West 49 Inc., which operates action sports stores in Canada, reported first quarter sales increased 15.5% to $41 million (U.S. $39 million) from $35.5 million (U.S. $33 million). However, net losses expanded to $3.2 million (U.S. $3 million) from $1.8 million (U.S. $1.7 million).
Based in Burlington, Ontario, West 49 operates over 125 stores in nine
provinces, under the banners West 49, Billabong, Off The Wall,
Amnesia/Arsenic, D-Tox, and Duke's Northshore, and an online retailer
www.boardzone.com. The company's stock is listed on the Toronto Stock
Exchange under the symbol WXX.
Gross margins in the quarter eroded to 18.5% of sales from 22%, dragged down by markdowns to clear remaining fashion outerwear from the winter season, the late arrival of some spring merchandise from branded suppliers and continued aggressive pricing of key items. The strategic decision to continue to aggressively price key items was made to drive traffic to the Company's stores to counter the late arrival of some spring merchandise. The lower gross margin rate was also attributable
to higher occupancy costs as a rate to net sales, which were due to recent store expansions and opening new stores in new geographic markets.

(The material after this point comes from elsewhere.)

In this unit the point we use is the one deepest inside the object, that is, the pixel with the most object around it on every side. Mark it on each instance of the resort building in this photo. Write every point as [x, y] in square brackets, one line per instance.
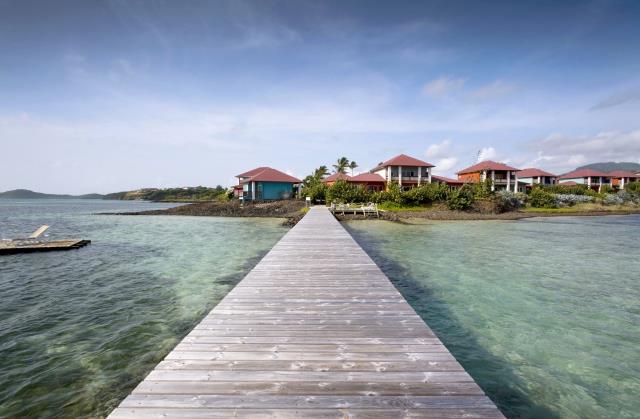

Improved management of expenses resulted in an 80 basis point reduction in SG&A expenses as a rate to net sales.
“While we are pleased with our strong sales growth for the quarter, as expected, our margins were impacted by a few factors, which we believe our now behind us,” said Sam Baio, Chief Executive Officer of West 49 Inc. “Through our decision to continue to aggressively price key items we were able to drive traffic to our stores to counter the late arrival of some spring merchandise from branded suppliers. We were able to clear our remaining fashion outerwear from the winter season and our great spring merchandise is now flowing through the stores. Importantly, we have made progress in our stated efforts to reduce
our selling, general and administrative expenses as a rate to net sales
compared to the first quarter of last year.”
Looking ahead, the retailer remains upbeat about the second half.
Said Baio, “We remain confident in our ability to meet our primary objectives for fiscal 2008. Having already opened five new stores, we are well on our way to meeting our target of opening ten to twelve new stores for the year. In addition to the four relocations and expansions completed so far this year, we have plans for relocating and expanding four to six others during fiscal 2008. Combined, the achievement of these two targets is expected to result in a ten to twelve percent increase in our total retail square footage. On another note, we continue to work towards completing the accelerated roll-out of our shared services initiative, which is designed to improve profitability, better position the Company for future growth, and enhance our controls. As stated previously, we expect this significant undertaking to be completed during the third quarter of this year.”